May 1977. The Sex Pistols' God Save The Queen reached number 2 in the charts, Liverpool were crowned league champions for the second successive season and Tony Parsons and Julie Burchill were still considered hip young gun-slingers.
Fast forward three decades or so and Johnny Rotten is doing ads for Country Life butter, the last time Liverpool won successive titles Steven Gerrard was barely out of nappies, Parsons pens novels about family life and Burchill was, until relatively recently, a broadsheet columnist.
The world has moved on, you might say. But not so far that anyone looking to endow a product with instant attitude doesn't still use punk as a touchstone. And so it is with the latest "irreverent, attitudinal, edgy" magazine, Football Punk, due to hit the news-stand this week.
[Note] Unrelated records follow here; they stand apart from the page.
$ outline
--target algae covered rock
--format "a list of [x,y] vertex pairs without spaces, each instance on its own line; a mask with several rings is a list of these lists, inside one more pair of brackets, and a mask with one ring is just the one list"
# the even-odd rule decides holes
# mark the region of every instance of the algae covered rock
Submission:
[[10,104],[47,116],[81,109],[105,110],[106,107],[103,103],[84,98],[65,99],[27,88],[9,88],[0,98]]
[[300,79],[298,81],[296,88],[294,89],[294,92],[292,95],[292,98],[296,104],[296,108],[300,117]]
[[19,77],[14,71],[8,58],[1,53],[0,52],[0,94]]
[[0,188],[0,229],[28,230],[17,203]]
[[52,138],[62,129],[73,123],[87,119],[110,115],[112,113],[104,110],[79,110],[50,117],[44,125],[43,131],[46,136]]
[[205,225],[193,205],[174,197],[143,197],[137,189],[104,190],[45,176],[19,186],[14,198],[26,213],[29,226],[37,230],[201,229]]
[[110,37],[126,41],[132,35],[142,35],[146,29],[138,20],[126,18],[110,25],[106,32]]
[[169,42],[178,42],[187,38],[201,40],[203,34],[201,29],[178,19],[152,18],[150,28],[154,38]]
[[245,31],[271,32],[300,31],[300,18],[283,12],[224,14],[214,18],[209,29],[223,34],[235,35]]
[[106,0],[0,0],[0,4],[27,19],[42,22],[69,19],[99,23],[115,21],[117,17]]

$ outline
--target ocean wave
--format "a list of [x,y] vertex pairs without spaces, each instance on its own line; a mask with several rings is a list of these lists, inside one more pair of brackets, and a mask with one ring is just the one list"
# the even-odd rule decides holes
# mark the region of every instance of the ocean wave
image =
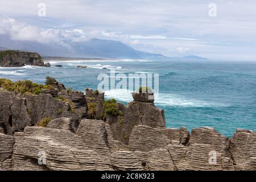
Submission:
[[25,75],[26,75],[26,73],[23,73],[22,70],[0,71],[0,75],[14,75],[14,76],[25,76]]
[[58,64],[60,63],[81,63],[86,62],[95,62],[95,63],[104,63],[104,62],[151,62],[151,61],[144,60],[136,60],[136,59],[118,59],[118,60],[111,60],[111,59],[105,59],[105,60],[49,60],[47,62],[51,64]]
[[[108,98],[114,98],[123,102],[133,101],[131,91],[126,89],[115,89],[105,92],[105,96]],[[222,103],[208,102],[192,99],[188,99],[184,96],[172,94],[170,93],[159,93],[155,99],[155,105],[163,106],[180,106],[180,107],[226,107],[228,105]]]
[[25,68],[25,69],[36,69],[36,66],[32,66],[31,65],[25,65],[24,66],[23,66],[22,68]]
[[[76,67],[77,64],[68,63],[68,65]],[[112,66],[110,65],[101,65],[100,64],[97,64],[96,65],[90,65],[90,64],[80,64],[79,65],[86,66],[88,68],[94,68],[94,69],[122,69],[122,67],[120,66]]]

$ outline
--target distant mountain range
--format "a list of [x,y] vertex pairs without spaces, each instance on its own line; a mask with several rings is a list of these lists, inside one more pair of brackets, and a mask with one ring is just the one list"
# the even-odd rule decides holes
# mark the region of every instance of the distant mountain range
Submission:
[[[161,54],[135,50],[119,41],[92,39],[80,42],[69,42],[67,47],[45,44],[32,41],[13,40],[9,35],[0,34],[0,50],[11,49],[36,52],[44,56],[71,57],[100,57],[114,59],[136,59],[171,60],[174,57]],[[180,58],[179,58],[180,59]],[[203,57],[190,56],[182,59],[203,60]]]

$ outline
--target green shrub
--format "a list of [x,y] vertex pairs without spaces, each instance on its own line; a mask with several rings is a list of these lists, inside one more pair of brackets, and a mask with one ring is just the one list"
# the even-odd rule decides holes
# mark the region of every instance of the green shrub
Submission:
[[44,119],[41,120],[39,123],[38,123],[36,126],[40,127],[46,127],[48,123],[51,121],[51,118],[47,117]]
[[[30,80],[19,80],[13,82],[10,80],[0,78],[0,87],[9,91],[13,91],[15,93],[39,94],[42,93],[42,89],[45,85],[32,82]],[[47,86],[47,88],[49,88]]]
[[72,88],[71,87],[68,88],[67,89],[67,93],[68,93],[68,94],[69,95],[69,93],[72,91]]
[[95,90],[95,91],[93,91],[93,95],[97,95],[97,94],[98,94],[98,90]]
[[112,98],[104,101],[103,105],[105,107],[105,115],[109,114],[112,115],[119,115],[120,111],[117,105],[117,100]]
[[96,106],[95,103],[89,102],[87,104],[88,107],[88,115],[89,118],[94,119],[96,115]]
[[[142,86],[139,87],[139,92],[140,93],[142,93],[142,91],[143,92],[143,93],[147,93],[147,92],[150,89],[150,88],[149,87],[148,87],[148,86]],[[145,91],[146,91],[146,92],[145,92]]]
[[68,111],[69,112],[71,112],[71,113],[74,113],[75,112],[74,104],[73,104],[73,102],[72,101],[71,101],[69,99],[66,98],[65,98],[65,97],[64,97],[63,96],[56,96],[55,97],[55,99],[56,100],[61,100],[61,101],[63,101],[64,102],[68,103],[68,106],[69,106]]
[[55,78],[49,76],[47,76],[46,78],[46,85],[49,85],[51,84],[55,84],[57,82],[57,81]]
[[28,114],[32,114],[32,109],[28,110]]
[[59,113],[59,114],[62,114],[62,109],[59,109],[58,110],[58,113]]

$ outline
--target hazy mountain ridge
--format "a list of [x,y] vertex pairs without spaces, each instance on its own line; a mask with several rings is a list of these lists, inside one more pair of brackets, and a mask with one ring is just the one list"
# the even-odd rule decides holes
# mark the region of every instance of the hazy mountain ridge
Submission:
[[[69,45],[69,48],[54,44],[46,44],[32,41],[13,40],[10,39],[9,35],[0,34],[0,50],[11,49],[36,52],[43,56],[150,60],[176,59],[161,54],[137,51],[116,40],[94,38],[85,42],[69,42],[67,44]],[[191,57],[193,57],[192,59],[194,60],[196,57],[197,60],[204,59],[196,56],[187,56],[183,59],[191,59]]]

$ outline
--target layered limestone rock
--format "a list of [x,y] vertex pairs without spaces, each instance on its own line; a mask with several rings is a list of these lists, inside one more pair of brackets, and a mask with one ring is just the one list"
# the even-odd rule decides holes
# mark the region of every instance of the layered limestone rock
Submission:
[[44,63],[37,53],[14,50],[0,51],[0,67],[18,67],[25,65],[44,66]]
[[0,171],[12,169],[14,140],[13,136],[0,133]]
[[[210,127],[166,128],[150,96],[134,93],[124,106],[90,89],[86,100],[57,86],[39,95],[0,91],[0,170],[256,169],[253,131],[229,139]],[[89,103],[100,120],[85,119]],[[46,117],[53,119],[36,126]]]
[[237,129],[230,139],[230,151],[236,170],[256,170],[256,134]]

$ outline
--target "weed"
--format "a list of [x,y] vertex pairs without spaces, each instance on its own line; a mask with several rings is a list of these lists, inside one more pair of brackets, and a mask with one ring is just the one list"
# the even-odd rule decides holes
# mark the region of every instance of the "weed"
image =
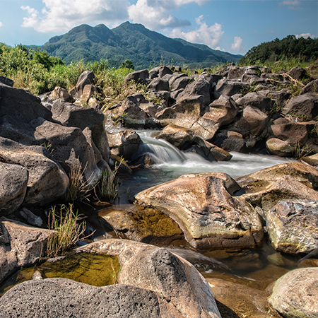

"In true punk tradition," begins Richard Lenton's ed's letter in the Football Punk sampler. Really?
At 36, I'm a little too young to remember the "punk wars" - by all accounts a bit like the Napoleonic wars only snottier - but I'm pretty sure whatever ideology the Bromley contingent et al believed they were fighting for, it didn't involve Danielle Bux getting her kit off...again.
All that said, at first glance, the launch seems to make sense for publisher JF Media - part-owned by former footballer Phil Babb and already in the sports magazine sector with recently relaunched sister title Golf Punk International.
However, a quick check on the numbers and one struggles to find the logic. Last year, Golf Punk had an ABC of 14,928, Jan-Dec, with just less than 10,000 copies being full-price news-stand sales. At that level, especially in the current climate, you can't imagine it's generating an overly lucrative page yield.
A healthy cross-sell also looks unlikely. Out of about 30 pages of ads in the latest 184-page issue of Golf Punk, including classifieds, just five were not specifically golf-related. And of those, only the single page for sportswear brand Fila would seem an obvious fit for a football spin-off.
With an ABC of 105,531, Four Four Two shows if you get the product right, there is an appetite for a monthly football glossy, despite the wider media, from tabloids to dedicated radio stations, being awash with football coverage.
And if just a tiny proportion of the billions generated by the Premier League gets used to help support creative, independent publishing, that has to be a good thing.
But, while applauding their endeavour, to launch a monthly sports mag, with the ad market in possibly its worst slump ever, in the bizarre words of Steve McClaren, they are "not jusht underdogsh, but mashive underdogsh".